Communications regulator Ofcom has banned three-year mobile phone and broadband contracts in the UK, with the maximum length of contract now set at two years.
This is good news for consumers, who may otherwise have been lured into signing 36-month contracts, with the promise of one of the market’s top smartphones with less money to pay each month.
But in such a fast-moving market, three years is a long time and smartphones can become obsolete in as little as a year. Longer contracts also prevent customers from switching to other providers who may introduce more economical deals.
And for those averse to signing any lengthy contracts, Ofcom also announced that 12-month contracts must be offered by networks, which will now bring the UK in line with EU regulations.
Whilst it’s still possible to find 12-month contracts if you shop around, the minimum advertised term is typically 18-months, with operators keen to get customers signed up to 24-months at least.
Of course, other options have been sim-only rolling monthly contracts, where the customer gets all the benefits of bundled minutes, texts and data, without the long term commitment. They do have to arrange their own handset though.

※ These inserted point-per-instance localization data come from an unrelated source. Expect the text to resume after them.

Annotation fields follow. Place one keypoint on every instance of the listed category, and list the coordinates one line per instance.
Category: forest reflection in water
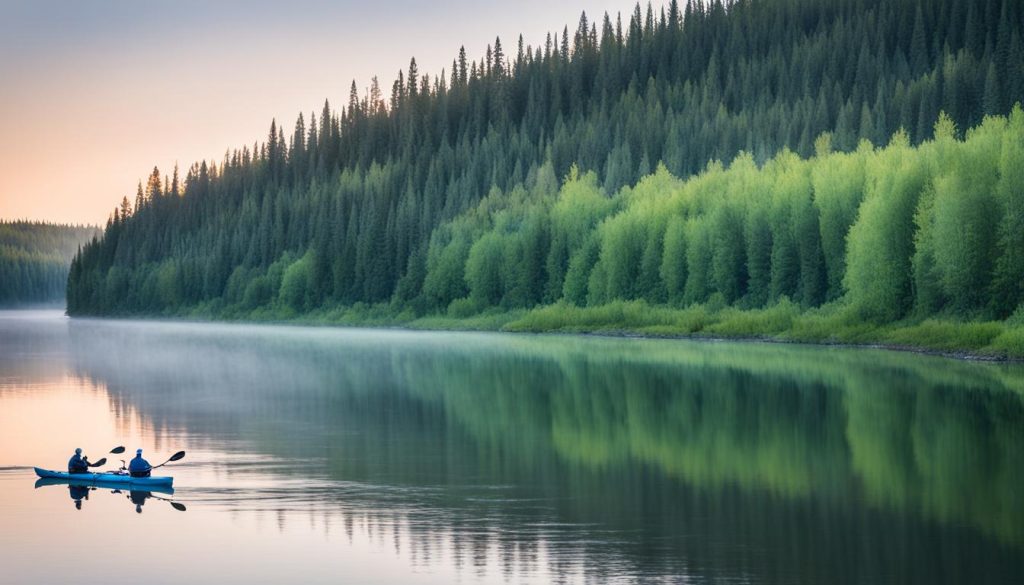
(601, 458)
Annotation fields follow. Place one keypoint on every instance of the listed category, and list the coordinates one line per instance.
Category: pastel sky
(94, 93)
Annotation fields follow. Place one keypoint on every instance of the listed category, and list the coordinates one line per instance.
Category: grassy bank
(782, 322)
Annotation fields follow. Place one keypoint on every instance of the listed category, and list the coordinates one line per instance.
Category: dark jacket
(77, 465)
(139, 467)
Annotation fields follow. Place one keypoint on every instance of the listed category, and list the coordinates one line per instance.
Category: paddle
(176, 457)
(175, 505)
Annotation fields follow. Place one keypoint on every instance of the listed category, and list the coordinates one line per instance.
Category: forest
(35, 258)
(821, 170)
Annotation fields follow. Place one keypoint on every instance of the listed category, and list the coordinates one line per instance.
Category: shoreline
(443, 324)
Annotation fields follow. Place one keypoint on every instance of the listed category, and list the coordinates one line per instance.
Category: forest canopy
(35, 259)
(742, 154)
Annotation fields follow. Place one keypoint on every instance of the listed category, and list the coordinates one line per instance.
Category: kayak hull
(163, 489)
(105, 478)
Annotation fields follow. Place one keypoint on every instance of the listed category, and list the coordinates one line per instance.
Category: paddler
(77, 463)
(139, 467)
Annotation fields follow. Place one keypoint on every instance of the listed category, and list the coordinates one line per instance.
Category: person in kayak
(139, 498)
(77, 463)
(139, 467)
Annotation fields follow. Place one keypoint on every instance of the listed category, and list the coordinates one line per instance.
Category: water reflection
(592, 459)
(79, 492)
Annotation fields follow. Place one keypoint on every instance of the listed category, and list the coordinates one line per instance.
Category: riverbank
(784, 322)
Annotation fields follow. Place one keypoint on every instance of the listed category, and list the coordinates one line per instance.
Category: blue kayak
(44, 482)
(105, 478)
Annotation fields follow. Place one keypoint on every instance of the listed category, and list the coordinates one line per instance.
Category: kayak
(162, 489)
(109, 478)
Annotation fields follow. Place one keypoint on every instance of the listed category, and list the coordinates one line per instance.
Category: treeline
(890, 233)
(35, 258)
(425, 198)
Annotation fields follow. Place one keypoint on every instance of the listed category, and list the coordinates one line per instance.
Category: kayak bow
(108, 478)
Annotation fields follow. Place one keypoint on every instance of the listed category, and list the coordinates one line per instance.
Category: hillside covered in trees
(552, 179)
(35, 258)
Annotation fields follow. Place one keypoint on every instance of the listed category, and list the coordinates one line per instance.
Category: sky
(95, 93)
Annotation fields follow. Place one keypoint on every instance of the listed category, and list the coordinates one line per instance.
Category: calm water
(351, 456)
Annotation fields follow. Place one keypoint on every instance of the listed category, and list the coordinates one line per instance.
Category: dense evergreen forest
(825, 139)
(35, 258)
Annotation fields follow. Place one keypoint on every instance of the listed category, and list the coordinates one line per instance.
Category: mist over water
(326, 455)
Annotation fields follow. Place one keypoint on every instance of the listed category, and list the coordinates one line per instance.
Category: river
(320, 455)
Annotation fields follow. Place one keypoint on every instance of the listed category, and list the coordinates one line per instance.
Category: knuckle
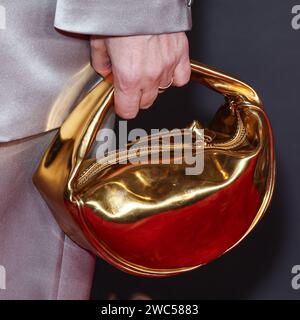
(129, 81)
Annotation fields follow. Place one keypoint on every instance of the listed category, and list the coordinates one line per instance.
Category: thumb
(99, 55)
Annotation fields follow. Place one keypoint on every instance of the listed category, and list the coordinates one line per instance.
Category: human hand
(140, 65)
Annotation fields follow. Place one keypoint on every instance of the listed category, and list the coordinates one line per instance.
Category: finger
(167, 77)
(148, 97)
(127, 102)
(99, 56)
(182, 73)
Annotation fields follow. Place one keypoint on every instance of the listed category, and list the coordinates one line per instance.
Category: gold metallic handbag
(154, 219)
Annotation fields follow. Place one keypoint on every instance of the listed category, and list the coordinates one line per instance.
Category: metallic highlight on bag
(153, 219)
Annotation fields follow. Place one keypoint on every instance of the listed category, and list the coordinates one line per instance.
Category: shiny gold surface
(126, 194)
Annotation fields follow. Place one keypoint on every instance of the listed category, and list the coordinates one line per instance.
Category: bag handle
(78, 132)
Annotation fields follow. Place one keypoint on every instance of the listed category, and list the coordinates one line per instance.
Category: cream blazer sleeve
(123, 17)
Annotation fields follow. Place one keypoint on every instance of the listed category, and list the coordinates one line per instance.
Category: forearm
(123, 17)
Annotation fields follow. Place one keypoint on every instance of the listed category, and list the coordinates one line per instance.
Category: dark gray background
(254, 40)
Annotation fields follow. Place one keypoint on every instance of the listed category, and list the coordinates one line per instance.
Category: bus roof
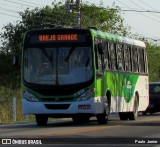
(114, 37)
(101, 34)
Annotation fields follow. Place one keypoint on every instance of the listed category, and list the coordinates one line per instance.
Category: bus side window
(141, 60)
(135, 59)
(120, 57)
(127, 59)
(98, 58)
(113, 56)
(106, 56)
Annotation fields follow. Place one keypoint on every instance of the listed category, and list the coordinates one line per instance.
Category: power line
(142, 7)
(30, 3)
(140, 13)
(19, 3)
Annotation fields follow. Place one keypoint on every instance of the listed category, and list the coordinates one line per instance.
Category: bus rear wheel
(123, 115)
(41, 119)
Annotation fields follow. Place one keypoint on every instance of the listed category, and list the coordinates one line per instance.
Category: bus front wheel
(41, 119)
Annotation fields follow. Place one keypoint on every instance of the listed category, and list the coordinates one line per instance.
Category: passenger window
(120, 57)
(113, 56)
(135, 59)
(127, 59)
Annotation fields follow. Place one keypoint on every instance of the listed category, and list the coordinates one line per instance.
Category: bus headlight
(29, 96)
(87, 95)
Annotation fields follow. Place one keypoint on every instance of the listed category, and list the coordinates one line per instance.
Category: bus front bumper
(91, 106)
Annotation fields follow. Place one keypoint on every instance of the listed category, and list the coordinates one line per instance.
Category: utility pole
(74, 7)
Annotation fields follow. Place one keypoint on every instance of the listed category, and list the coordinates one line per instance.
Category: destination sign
(50, 38)
(62, 37)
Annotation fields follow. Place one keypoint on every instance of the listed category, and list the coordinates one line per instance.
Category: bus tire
(41, 119)
(133, 115)
(102, 118)
(123, 115)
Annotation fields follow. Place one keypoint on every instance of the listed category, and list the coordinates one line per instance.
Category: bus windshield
(58, 66)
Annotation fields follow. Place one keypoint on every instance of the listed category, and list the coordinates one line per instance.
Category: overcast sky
(145, 23)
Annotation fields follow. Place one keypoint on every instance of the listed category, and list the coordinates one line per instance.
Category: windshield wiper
(69, 54)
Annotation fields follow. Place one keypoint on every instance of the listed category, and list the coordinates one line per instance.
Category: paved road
(115, 131)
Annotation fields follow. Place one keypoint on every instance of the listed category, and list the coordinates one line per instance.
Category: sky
(143, 16)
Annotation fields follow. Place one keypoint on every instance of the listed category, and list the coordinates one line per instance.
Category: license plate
(84, 106)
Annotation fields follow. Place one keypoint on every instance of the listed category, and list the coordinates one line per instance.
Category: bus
(83, 73)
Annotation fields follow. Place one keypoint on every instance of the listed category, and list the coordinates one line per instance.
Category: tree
(51, 17)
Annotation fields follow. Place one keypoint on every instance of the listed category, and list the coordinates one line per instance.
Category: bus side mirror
(15, 60)
(100, 48)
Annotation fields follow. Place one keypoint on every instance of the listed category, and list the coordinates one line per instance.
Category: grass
(6, 106)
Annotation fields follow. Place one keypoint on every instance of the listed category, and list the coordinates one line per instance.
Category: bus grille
(57, 106)
(57, 99)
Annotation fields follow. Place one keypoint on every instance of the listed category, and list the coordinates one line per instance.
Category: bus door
(99, 70)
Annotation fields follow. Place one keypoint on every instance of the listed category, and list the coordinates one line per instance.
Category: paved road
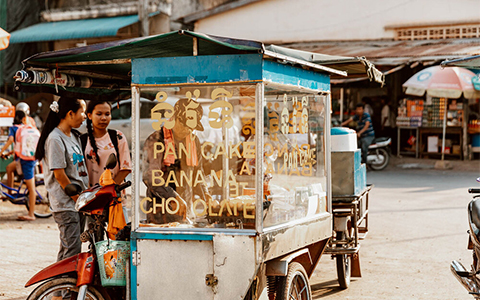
(417, 226)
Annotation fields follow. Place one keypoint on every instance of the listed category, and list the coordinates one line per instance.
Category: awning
(471, 62)
(4, 39)
(109, 64)
(75, 29)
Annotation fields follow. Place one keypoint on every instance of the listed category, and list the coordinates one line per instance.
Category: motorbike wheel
(343, 266)
(66, 284)
(42, 204)
(383, 164)
(295, 285)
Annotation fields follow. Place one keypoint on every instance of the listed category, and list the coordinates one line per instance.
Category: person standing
(99, 142)
(27, 164)
(59, 147)
(387, 122)
(365, 132)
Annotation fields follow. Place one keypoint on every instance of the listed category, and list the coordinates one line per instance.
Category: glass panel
(199, 158)
(294, 150)
(123, 111)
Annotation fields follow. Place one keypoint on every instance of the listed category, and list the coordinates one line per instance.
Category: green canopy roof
(73, 29)
(111, 62)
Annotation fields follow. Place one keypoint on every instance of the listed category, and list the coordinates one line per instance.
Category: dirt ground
(417, 226)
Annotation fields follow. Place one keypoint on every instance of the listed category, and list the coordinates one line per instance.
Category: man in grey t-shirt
(64, 152)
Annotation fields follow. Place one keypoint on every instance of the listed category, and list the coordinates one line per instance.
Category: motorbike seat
(474, 216)
(380, 139)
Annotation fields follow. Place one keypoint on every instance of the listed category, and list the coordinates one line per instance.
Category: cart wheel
(295, 285)
(343, 270)
(343, 265)
(382, 160)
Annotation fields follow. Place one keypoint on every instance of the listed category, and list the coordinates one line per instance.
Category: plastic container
(343, 139)
(112, 262)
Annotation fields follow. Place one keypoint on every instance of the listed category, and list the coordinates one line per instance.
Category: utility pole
(143, 17)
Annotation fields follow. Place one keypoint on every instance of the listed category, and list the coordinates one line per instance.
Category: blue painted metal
(173, 236)
(74, 29)
(197, 69)
(223, 69)
(290, 75)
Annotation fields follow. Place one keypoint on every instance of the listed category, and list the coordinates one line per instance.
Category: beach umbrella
(436, 81)
(450, 82)
(4, 39)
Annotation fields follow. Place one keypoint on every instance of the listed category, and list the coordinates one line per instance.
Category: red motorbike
(78, 277)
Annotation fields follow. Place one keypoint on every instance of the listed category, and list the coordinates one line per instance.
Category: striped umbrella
(4, 39)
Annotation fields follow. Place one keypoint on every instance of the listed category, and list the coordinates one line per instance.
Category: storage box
(343, 139)
(456, 149)
(432, 144)
(113, 257)
(349, 176)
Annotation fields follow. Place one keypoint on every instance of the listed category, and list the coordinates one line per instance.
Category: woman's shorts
(28, 168)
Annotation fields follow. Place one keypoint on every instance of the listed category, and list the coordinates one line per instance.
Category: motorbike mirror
(111, 161)
(73, 189)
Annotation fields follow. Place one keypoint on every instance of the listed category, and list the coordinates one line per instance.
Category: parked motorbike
(469, 278)
(78, 276)
(379, 153)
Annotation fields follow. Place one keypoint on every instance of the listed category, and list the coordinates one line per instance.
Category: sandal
(25, 218)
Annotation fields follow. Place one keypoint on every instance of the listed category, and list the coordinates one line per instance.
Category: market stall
(232, 187)
(472, 63)
(436, 116)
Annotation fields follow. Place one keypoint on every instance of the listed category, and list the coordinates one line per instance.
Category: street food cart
(231, 190)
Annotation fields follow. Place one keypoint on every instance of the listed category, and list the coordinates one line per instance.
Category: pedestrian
(25, 138)
(365, 132)
(99, 142)
(367, 106)
(59, 147)
(387, 122)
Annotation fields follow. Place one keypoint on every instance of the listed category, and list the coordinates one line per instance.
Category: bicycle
(19, 195)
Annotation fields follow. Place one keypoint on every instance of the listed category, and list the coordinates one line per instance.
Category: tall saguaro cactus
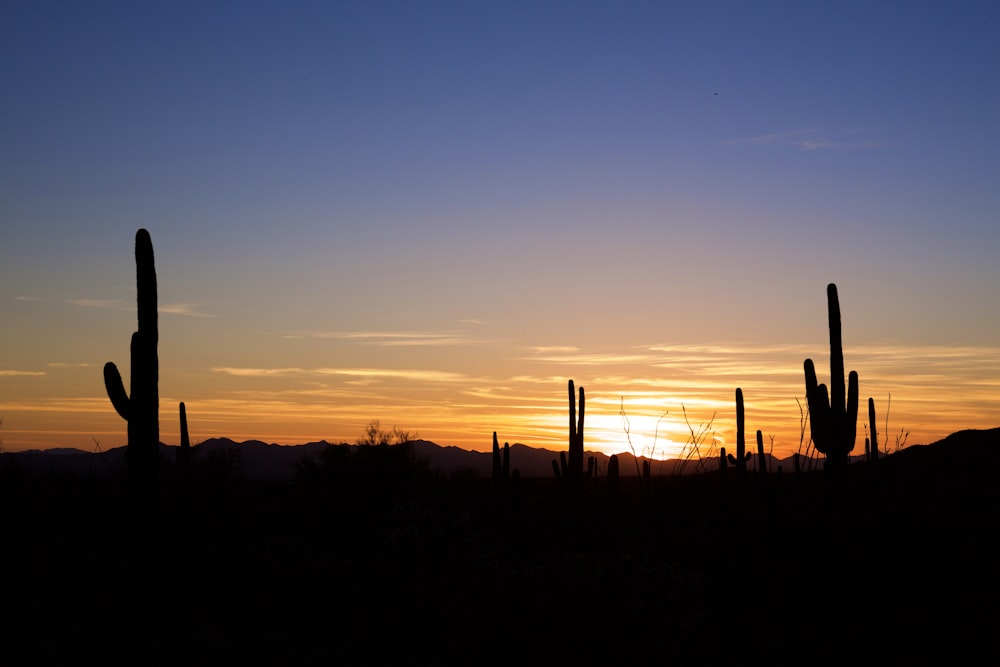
(833, 418)
(742, 455)
(574, 466)
(871, 426)
(140, 407)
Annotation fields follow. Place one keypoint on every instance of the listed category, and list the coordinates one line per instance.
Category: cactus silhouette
(761, 461)
(833, 418)
(575, 459)
(614, 472)
(140, 407)
(871, 424)
(184, 451)
(501, 463)
(742, 456)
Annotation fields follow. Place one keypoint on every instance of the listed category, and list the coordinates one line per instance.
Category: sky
(436, 214)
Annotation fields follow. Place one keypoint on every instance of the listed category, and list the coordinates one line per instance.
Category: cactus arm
(116, 390)
(851, 426)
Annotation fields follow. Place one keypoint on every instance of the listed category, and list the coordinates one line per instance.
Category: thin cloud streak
(184, 309)
(806, 139)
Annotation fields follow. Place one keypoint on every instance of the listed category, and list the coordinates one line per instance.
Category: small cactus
(184, 451)
(140, 407)
(742, 456)
(501, 463)
(871, 426)
(570, 468)
(761, 460)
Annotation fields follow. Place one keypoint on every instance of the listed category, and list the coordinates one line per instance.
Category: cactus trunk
(140, 406)
(833, 420)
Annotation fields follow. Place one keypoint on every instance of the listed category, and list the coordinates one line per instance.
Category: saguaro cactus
(140, 407)
(833, 420)
(501, 463)
(871, 426)
(742, 455)
(761, 460)
(574, 464)
(184, 451)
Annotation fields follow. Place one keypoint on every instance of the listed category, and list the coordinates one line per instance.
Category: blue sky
(478, 181)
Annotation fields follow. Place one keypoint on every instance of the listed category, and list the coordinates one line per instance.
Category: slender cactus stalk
(140, 407)
(832, 419)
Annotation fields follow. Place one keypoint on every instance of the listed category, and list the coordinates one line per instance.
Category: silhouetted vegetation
(140, 407)
(368, 547)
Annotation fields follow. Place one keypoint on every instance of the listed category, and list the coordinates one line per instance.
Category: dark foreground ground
(896, 560)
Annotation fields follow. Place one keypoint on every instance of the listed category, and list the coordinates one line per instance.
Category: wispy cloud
(392, 338)
(257, 372)
(185, 309)
(810, 140)
(365, 374)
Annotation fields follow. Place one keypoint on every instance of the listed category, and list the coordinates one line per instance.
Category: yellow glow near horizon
(665, 393)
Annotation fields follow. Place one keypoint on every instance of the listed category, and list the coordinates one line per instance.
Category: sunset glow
(438, 218)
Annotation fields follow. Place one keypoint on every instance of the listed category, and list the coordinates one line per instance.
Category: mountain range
(254, 460)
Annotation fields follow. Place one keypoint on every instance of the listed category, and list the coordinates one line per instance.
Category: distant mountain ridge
(259, 461)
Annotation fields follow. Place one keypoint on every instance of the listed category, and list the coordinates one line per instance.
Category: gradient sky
(436, 213)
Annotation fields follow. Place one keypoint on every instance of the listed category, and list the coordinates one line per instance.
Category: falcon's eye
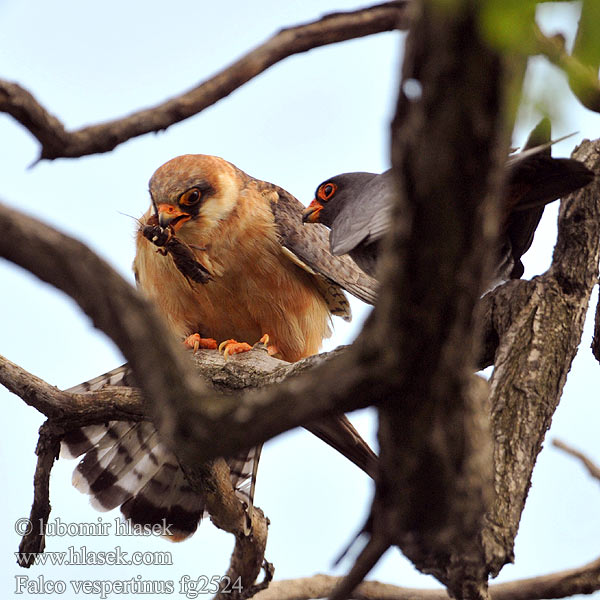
(326, 191)
(190, 197)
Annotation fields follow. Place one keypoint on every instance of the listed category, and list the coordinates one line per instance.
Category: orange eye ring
(326, 190)
(191, 197)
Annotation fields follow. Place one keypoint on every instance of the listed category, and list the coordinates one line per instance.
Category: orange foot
(194, 341)
(229, 347)
(271, 348)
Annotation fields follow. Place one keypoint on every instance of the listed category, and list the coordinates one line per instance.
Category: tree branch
(57, 142)
(34, 541)
(434, 485)
(583, 580)
(535, 355)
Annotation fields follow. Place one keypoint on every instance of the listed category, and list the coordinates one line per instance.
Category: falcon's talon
(195, 342)
(229, 347)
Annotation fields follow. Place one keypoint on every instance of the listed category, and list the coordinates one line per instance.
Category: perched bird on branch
(227, 261)
(356, 206)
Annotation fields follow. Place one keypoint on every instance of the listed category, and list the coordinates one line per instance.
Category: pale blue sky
(305, 119)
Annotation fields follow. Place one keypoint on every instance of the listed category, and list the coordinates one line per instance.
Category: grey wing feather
(311, 244)
(365, 218)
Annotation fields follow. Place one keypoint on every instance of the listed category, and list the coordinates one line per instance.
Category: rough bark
(535, 356)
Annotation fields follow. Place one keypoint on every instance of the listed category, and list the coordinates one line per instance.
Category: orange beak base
(169, 215)
(311, 212)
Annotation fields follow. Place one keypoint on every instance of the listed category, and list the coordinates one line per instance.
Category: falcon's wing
(365, 218)
(125, 464)
(309, 247)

Ofcom’s announcement brings further good news for UK mobile customers. Mobile phone providers must now transfer a customer’s mobile number within one day of request, and are required to pay the customer compensation if they fail to do so.
So all in all, this sounds like a very good development on the surface, and it pretty much is. However, with mobile phone providers now required to offer 12-month contracts, we are likely to see some very pricey contracts hitting shops soon, as retailers attempt to claw back the costs of the handsets.
These changes take effect from today.